Running from a notebook fails when trying to setup torch.distributed

ccozad commented 4 months ago

I'm running from a local Jupyter Notebook on Windows. I'm attempting to port the chat example and I get errors about initializing torch.distributed. (RANK not defined, MASTER_ADDR not defined, etc.) I tried following the manual nccl steps outlined here: https://stackoverflow.com/questions/56805951/valueerror-error-initializing-torch-distributed-using-env-rendezvous-enviro but I just get a loop with failing to connect.

It looks like the start of Llama.build() is where things are erroring out.

if not torch.distributed.is_initialized():
     torch.distributed.init_process_group("nccl")

I'll be going through the nccl debug process and will eventually switch to Linux if needed but first my questions.
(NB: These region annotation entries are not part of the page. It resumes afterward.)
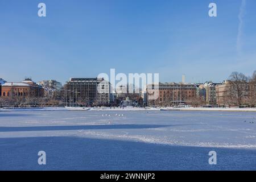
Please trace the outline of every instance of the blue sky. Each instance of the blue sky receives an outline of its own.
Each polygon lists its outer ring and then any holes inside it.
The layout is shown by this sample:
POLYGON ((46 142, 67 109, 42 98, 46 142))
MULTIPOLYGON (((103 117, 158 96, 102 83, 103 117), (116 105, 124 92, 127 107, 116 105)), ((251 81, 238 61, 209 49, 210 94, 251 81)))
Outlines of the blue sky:
POLYGON ((256 69, 255 0, 0 0, 0 77, 159 73, 222 81, 256 69), (243 1, 243 3, 242 3, 243 1), (47 16, 38 16, 44 2, 47 16), (217 17, 208 16, 208 5, 217 17))

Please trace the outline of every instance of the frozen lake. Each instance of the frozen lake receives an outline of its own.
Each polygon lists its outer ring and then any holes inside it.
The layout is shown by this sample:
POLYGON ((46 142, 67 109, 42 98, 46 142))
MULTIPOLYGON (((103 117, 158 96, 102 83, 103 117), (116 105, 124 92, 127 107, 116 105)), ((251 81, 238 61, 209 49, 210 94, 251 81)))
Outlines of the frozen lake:
POLYGON ((0 169, 256 170, 256 113, 0 111, 0 169), (38 152, 46 152, 46 165, 38 152), (208 152, 217 152, 209 165, 208 152))

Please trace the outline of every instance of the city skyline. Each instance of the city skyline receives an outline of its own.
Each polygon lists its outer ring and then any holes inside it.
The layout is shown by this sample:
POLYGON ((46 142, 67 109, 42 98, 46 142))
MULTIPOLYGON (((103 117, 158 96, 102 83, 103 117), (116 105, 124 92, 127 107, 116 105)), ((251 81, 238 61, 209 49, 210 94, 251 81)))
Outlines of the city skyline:
POLYGON ((159 73, 159 81, 220 82, 256 67, 252 0, 0 2, 0 77, 20 81, 159 73), (38 17, 38 4, 47 6, 38 17))

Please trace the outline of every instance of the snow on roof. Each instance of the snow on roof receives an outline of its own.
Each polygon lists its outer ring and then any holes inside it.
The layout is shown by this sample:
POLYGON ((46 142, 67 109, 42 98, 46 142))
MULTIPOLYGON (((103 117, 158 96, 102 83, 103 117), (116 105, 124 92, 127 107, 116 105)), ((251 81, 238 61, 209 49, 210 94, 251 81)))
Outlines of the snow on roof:
POLYGON ((5 82, 6 82, 6 81, 0 78, 0 85, 3 85, 5 82))
POLYGON ((24 80, 22 81, 23 83, 35 83, 33 81, 31 80, 24 80))
POLYGON ((5 83, 4 84, 2 85, 2 86, 30 86, 30 85, 28 84, 25 84, 23 82, 7 82, 5 83))

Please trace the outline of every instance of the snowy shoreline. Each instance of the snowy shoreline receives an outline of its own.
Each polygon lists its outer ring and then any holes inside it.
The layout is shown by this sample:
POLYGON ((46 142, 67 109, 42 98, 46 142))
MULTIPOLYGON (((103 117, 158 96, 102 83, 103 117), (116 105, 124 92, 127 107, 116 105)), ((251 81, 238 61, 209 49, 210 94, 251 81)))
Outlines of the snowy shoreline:
POLYGON ((207 108, 207 107, 45 107, 37 108, 0 108, 0 111, 245 111, 256 112, 256 108, 207 108))

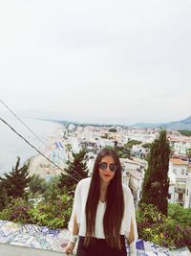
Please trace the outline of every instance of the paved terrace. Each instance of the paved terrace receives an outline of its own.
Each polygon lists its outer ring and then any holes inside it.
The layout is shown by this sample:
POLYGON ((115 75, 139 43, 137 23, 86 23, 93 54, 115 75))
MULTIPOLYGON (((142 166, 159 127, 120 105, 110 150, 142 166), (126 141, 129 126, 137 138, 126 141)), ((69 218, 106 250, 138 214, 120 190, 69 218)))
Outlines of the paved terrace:
MULTIPOLYGON (((0 256, 63 256, 69 236, 67 229, 0 221, 0 256)), ((170 251, 143 241, 137 248, 138 256, 191 256, 187 247, 170 251)))

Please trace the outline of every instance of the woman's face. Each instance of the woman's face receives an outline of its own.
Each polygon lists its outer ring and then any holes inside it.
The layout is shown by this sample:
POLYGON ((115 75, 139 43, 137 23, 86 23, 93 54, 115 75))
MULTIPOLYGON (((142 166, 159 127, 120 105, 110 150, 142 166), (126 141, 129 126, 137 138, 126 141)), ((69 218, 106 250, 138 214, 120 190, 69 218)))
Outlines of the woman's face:
POLYGON ((103 156, 99 162, 98 172, 102 182, 109 183, 116 175, 117 166, 111 155, 103 156))

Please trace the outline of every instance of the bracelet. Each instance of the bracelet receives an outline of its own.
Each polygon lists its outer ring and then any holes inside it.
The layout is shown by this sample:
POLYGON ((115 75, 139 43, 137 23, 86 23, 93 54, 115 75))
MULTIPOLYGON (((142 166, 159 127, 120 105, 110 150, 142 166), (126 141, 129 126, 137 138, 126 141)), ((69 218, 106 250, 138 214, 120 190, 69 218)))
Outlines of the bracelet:
POLYGON ((73 234, 71 234, 71 237, 70 237, 70 240, 69 241, 71 243, 75 244, 77 242, 77 239, 78 239, 78 236, 77 235, 74 236, 73 234))

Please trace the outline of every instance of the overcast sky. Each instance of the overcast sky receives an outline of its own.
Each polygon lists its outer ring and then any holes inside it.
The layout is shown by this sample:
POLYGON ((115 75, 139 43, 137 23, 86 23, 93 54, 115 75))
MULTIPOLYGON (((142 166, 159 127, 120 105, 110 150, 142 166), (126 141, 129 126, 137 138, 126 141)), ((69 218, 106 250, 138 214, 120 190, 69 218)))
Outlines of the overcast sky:
POLYGON ((190 13, 188 0, 1 1, 0 99, 81 122, 184 119, 190 13))

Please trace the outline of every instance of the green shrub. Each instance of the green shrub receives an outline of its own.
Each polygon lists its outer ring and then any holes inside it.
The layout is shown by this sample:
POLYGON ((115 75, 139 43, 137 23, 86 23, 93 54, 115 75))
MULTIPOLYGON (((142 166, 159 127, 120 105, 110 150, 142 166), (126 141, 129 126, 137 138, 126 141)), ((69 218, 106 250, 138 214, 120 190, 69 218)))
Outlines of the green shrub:
POLYGON ((0 219, 14 222, 31 222, 30 211, 32 204, 22 198, 12 198, 0 212, 0 219))
POLYGON ((152 204, 141 205, 137 211, 137 221, 138 236, 144 241, 170 248, 191 246, 191 226, 187 221, 180 223, 171 216, 159 213, 152 204))
POLYGON ((42 200, 37 204, 14 198, 0 212, 0 220, 46 225, 51 228, 66 228, 72 205, 73 200, 66 195, 57 196, 55 200, 42 200))

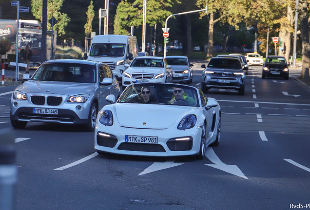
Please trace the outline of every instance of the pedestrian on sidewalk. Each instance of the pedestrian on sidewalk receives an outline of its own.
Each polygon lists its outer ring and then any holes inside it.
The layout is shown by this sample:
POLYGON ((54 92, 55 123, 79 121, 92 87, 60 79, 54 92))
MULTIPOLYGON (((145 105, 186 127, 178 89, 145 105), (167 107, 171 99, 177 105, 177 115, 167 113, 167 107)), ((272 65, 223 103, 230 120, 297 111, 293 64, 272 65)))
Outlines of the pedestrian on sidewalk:
POLYGON ((21 60, 24 63, 27 64, 26 73, 29 73, 29 65, 30 64, 30 58, 32 56, 32 51, 30 49, 29 45, 26 45, 26 48, 21 52, 21 60))

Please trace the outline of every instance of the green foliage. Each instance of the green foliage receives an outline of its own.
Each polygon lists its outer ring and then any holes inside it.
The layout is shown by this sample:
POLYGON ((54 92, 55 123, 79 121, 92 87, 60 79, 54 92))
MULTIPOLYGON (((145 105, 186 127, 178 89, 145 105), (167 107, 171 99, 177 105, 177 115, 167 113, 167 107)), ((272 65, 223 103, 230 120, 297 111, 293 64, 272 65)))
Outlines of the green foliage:
POLYGON ((86 37, 89 37, 93 30, 92 27, 92 22, 93 19, 95 16, 95 12, 94 11, 94 5, 93 5, 93 1, 91 1, 90 5, 88 6, 88 10, 86 12, 87 15, 87 21, 84 26, 85 28, 85 34, 86 37))
MULTIPOLYGON (((54 17, 58 22, 54 26, 53 29, 57 31, 58 35, 65 34, 64 29, 70 21, 67 14, 59 12, 64 0, 47 0, 47 30, 52 30, 52 25, 48 20, 54 17)), ((42 22, 42 0, 32 0, 31 7, 34 16, 42 22)))

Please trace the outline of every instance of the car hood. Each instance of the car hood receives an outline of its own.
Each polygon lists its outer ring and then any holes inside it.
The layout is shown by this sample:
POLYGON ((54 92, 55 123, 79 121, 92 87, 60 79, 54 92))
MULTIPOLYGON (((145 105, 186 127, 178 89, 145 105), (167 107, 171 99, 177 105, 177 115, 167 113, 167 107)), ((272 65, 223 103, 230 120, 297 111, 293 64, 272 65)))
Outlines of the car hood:
POLYGON ((174 124, 176 127, 185 115, 197 108, 162 105, 115 105, 117 120, 121 126, 144 129, 165 129, 174 124))
POLYGON ((156 67, 129 67, 125 71, 132 73, 151 73, 157 74, 166 71, 163 68, 156 67))
POLYGON ((52 94, 74 95, 87 93, 95 87, 95 84, 29 80, 16 89, 24 93, 46 93, 48 92, 52 94))

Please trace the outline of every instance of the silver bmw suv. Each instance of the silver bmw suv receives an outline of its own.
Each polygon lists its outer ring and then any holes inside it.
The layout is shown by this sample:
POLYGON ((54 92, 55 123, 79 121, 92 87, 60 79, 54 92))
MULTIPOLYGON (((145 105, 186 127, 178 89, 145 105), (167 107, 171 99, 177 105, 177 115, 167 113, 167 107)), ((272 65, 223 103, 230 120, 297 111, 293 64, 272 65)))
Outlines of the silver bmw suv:
POLYGON ((49 60, 26 76, 12 96, 11 123, 16 128, 34 122, 84 124, 93 131, 98 110, 108 104, 106 97, 120 95, 116 77, 101 62, 49 60))

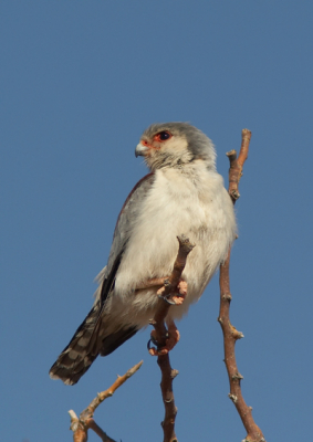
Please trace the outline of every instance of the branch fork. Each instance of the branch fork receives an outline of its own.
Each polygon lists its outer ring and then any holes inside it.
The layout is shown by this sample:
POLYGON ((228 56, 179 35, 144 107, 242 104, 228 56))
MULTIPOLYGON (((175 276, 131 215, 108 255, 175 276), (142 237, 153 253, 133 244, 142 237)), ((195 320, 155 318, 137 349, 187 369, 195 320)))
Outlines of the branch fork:
MULTIPOLYGON (((237 158, 236 150, 230 150, 229 152, 227 152, 230 162, 228 192, 233 204, 240 197, 238 186, 240 178, 242 177, 243 164, 248 158, 250 139, 251 131, 248 129, 243 129, 239 157, 237 158)), ((218 317, 218 322, 220 323, 223 333, 225 364, 230 383, 230 393, 228 396, 237 408, 237 411, 248 433, 247 438, 242 442, 265 442, 262 431, 255 424, 252 418, 252 407, 247 406, 241 393, 240 381, 241 379, 243 379, 243 376, 240 375, 237 367, 234 345, 238 339, 243 338, 243 334, 241 332, 238 332, 231 325, 229 319, 229 308, 231 302, 229 284, 229 261, 230 250, 228 252, 228 257, 226 262, 220 265, 220 312, 218 317)))

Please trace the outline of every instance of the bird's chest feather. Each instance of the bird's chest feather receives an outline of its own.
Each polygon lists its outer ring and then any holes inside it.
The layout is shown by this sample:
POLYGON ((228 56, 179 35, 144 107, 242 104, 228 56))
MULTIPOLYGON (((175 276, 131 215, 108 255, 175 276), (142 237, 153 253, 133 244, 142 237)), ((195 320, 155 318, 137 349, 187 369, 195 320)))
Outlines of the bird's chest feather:
POLYGON ((231 229, 225 210, 222 178, 206 168, 198 169, 171 168, 156 172, 116 277, 117 292, 129 292, 152 277, 168 276, 178 251, 177 235, 184 233, 196 244, 184 277, 191 298, 202 293, 225 257, 231 229))

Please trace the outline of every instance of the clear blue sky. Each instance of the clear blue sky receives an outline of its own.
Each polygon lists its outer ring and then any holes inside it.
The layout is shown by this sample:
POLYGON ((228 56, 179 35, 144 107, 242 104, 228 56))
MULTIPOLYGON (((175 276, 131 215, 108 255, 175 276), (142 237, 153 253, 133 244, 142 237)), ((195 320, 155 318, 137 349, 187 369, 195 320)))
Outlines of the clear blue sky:
MULTIPOLYGON (((75 387, 48 370, 92 305, 154 122, 225 152, 252 130, 237 206, 231 320, 242 391, 268 441, 312 435, 312 1, 1 1, 1 442, 71 440, 69 409, 144 359, 96 421, 160 441, 149 332, 75 387)), ((179 442, 241 441, 227 394, 217 277, 171 354, 179 442)), ((90 435, 90 441, 98 439, 90 435)))

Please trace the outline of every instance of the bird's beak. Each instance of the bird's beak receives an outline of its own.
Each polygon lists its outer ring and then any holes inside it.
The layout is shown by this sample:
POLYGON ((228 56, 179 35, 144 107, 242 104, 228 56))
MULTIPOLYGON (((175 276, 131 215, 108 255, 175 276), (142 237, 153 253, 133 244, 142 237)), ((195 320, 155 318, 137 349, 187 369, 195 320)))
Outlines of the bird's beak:
POLYGON ((139 143, 135 149, 135 155, 136 155, 136 157, 139 157, 139 156, 144 157, 148 150, 149 150, 148 146, 145 146, 142 143, 139 143))

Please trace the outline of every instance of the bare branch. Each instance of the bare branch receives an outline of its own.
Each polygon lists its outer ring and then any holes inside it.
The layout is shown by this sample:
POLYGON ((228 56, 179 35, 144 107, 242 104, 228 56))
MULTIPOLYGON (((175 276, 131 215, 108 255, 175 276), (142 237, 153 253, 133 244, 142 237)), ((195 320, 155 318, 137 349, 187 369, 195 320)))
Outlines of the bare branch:
MULTIPOLYGON (((228 191, 233 204, 240 197, 238 185, 242 176, 243 164, 248 158, 250 138, 251 131, 248 129, 243 129, 241 149, 238 159, 236 150, 231 150, 227 154, 230 162, 228 191)), ((265 442, 262 431, 259 429, 252 418, 252 408, 247 406, 241 393, 240 381, 241 379, 243 379, 243 377, 240 375, 237 367, 234 344, 237 339, 242 338, 243 335, 231 325, 229 319, 229 307, 231 301, 229 283, 229 261, 230 250, 228 252, 228 257, 226 262, 220 266, 220 312, 218 317, 218 322, 220 323, 223 333, 225 364, 230 383, 229 398, 234 403, 234 407, 237 408, 237 411, 247 430, 248 434, 244 439, 244 442, 265 442)))
MULTIPOLYGON (((179 242, 179 249, 174 269, 169 278, 165 281, 165 291, 163 292, 163 296, 158 302, 157 312, 154 316, 154 319, 152 320, 152 325, 155 328, 155 338, 158 347, 164 347, 166 345, 166 339, 168 335, 164 322, 170 304, 168 304, 166 298, 168 295, 170 295, 170 293, 176 290, 177 284, 179 283, 179 280, 181 277, 181 273, 185 269, 187 256, 195 246, 185 235, 177 236, 177 240, 179 242)), ((177 414, 177 408, 175 407, 175 398, 173 392, 173 379, 178 375, 178 371, 174 370, 170 367, 168 354, 159 354, 157 364, 161 371, 160 390, 165 408, 165 418, 161 422, 164 431, 164 442, 178 442, 175 434, 175 419, 177 414)))
POLYGON ((115 390, 121 387, 128 378, 131 378, 143 365, 143 360, 131 368, 124 376, 118 376, 116 381, 105 391, 102 391, 96 396, 95 399, 88 404, 88 407, 81 412, 80 418, 77 418, 76 413, 73 410, 69 411, 71 417, 71 427, 70 429, 73 431, 73 440, 74 442, 86 442, 87 441, 87 431, 92 429, 103 442, 116 442, 111 439, 94 421, 93 414, 96 408, 103 402, 106 398, 111 398, 114 394, 115 390))

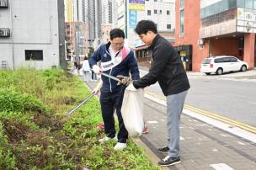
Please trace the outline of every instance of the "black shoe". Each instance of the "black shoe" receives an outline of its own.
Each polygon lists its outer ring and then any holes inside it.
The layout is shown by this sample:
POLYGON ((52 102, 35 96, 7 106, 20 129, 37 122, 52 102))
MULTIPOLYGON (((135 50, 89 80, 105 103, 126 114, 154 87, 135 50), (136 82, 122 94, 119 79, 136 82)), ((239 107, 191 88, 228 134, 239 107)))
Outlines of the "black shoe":
POLYGON ((171 157, 170 156, 167 156, 163 159, 158 162, 158 165, 160 166, 170 166, 170 165, 174 165, 177 163, 180 163, 180 158, 179 157, 171 157))
POLYGON ((164 146, 163 147, 160 147, 157 149, 157 151, 160 153, 167 152, 169 151, 169 147, 168 146, 164 146))

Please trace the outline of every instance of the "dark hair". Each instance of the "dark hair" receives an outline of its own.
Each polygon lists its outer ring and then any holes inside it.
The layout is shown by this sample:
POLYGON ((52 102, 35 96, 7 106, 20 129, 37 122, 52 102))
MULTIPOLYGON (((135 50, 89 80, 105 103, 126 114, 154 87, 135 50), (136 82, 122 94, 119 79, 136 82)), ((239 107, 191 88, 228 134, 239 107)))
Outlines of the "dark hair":
POLYGON ((113 29, 112 30, 110 30, 109 35, 111 40, 117 37, 125 39, 125 33, 120 29, 113 29))
POLYGON ((152 20, 141 20, 134 30, 138 35, 146 35, 149 30, 157 34, 157 24, 152 20))

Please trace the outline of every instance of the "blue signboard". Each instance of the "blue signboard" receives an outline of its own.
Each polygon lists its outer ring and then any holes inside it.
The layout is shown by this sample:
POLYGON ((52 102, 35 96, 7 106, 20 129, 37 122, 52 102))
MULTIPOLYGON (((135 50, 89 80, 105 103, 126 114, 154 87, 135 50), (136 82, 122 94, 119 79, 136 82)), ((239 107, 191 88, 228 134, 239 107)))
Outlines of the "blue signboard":
POLYGON ((137 11, 129 11, 129 26, 135 28, 137 24, 137 11))
POLYGON ((129 0, 129 3, 145 4, 145 0, 129 0))

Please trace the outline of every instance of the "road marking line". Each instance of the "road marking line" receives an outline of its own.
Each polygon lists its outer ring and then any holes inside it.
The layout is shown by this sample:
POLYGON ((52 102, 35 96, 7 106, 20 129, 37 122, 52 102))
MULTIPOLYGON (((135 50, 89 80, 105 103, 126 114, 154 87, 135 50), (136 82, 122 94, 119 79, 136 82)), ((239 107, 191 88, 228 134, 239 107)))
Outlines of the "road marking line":
POLYGON ((226 163, 211 164, 210 166, 216 170, 234 170, 226 163))
MULTIPOLYGON (((163 95, 156 94, 156 93, 154 93, 152 92, 150 92, 150 91, 147 91, 147 90, 145 90, 144 92, 147 95, 150 95, 150 96, 152 96, 152 97, 157 98, 158 99, 166 101, 166 98, 163 95)), ((194 111, 197 114, 200 114, 202 115, 205 115, 206 117, 210 117, 210 118, 212 118, 214 120, 220 120, 221 122, 224 122, 224 123, 227 123, 227 124, 229 124, 229 125, 232 125, 234 126, 237 126, 237 127, 239 127, 241 129, 246 130, 248 131, 256 133, 256 127, 253 127, 252 125, 243 124, 242 122, 239 122, 239 121, 237 121, 237 120, 232 120, 232 119, 229 119, 229 118, 227 118, 227 117, 224 117, 224 116, 221 116, 221 115, 218 115, 216 114, 213 114, 211 112, 208 112, 208 111, 198 109, 198 108, 190 106, 190 105, 186 104, 184 104, 184 108, 187 109, 190 111, 194 111)))

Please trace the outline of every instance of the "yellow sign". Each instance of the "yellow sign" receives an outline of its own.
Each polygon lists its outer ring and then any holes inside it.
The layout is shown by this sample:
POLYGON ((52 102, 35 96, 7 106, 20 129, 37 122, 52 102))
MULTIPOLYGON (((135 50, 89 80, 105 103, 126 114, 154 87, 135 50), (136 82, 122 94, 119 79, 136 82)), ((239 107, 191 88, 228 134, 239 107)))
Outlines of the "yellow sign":
POLYGON ((135 11, 145 11, 145 5, 144 4, 129 4, 129 9, 130 10, 135 10, 135 11))

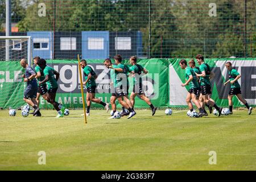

Are there any plans to have an option of bypassing the need for torch.distributed?
Is there a way to load the pre-trained model for inference without torch.distributed?
Has anyone been successful interacting with a local model from a notebook?

ccozad commented 4 months ago

Maybe supporting configurable back ends for torch.distributed is an option? https://pytorch.org/docs/stable/distributed.html

subramen commented 4 months ago

Hi! The example scripts in this repo are for running inference on single (for 8B) and multi (for 70B) GPU setups using CUDA, but Windows is not currently supported.

You might want to check out these examples for running Llama locally / without distributed via hugging face or ollama https://github.com/meta-llama/llama-recipes/tree/main/recipes/quickstart/Running_Llama2_Anywhere

ccozad commented 4 months ago

@subramen Thank you for the confirmation.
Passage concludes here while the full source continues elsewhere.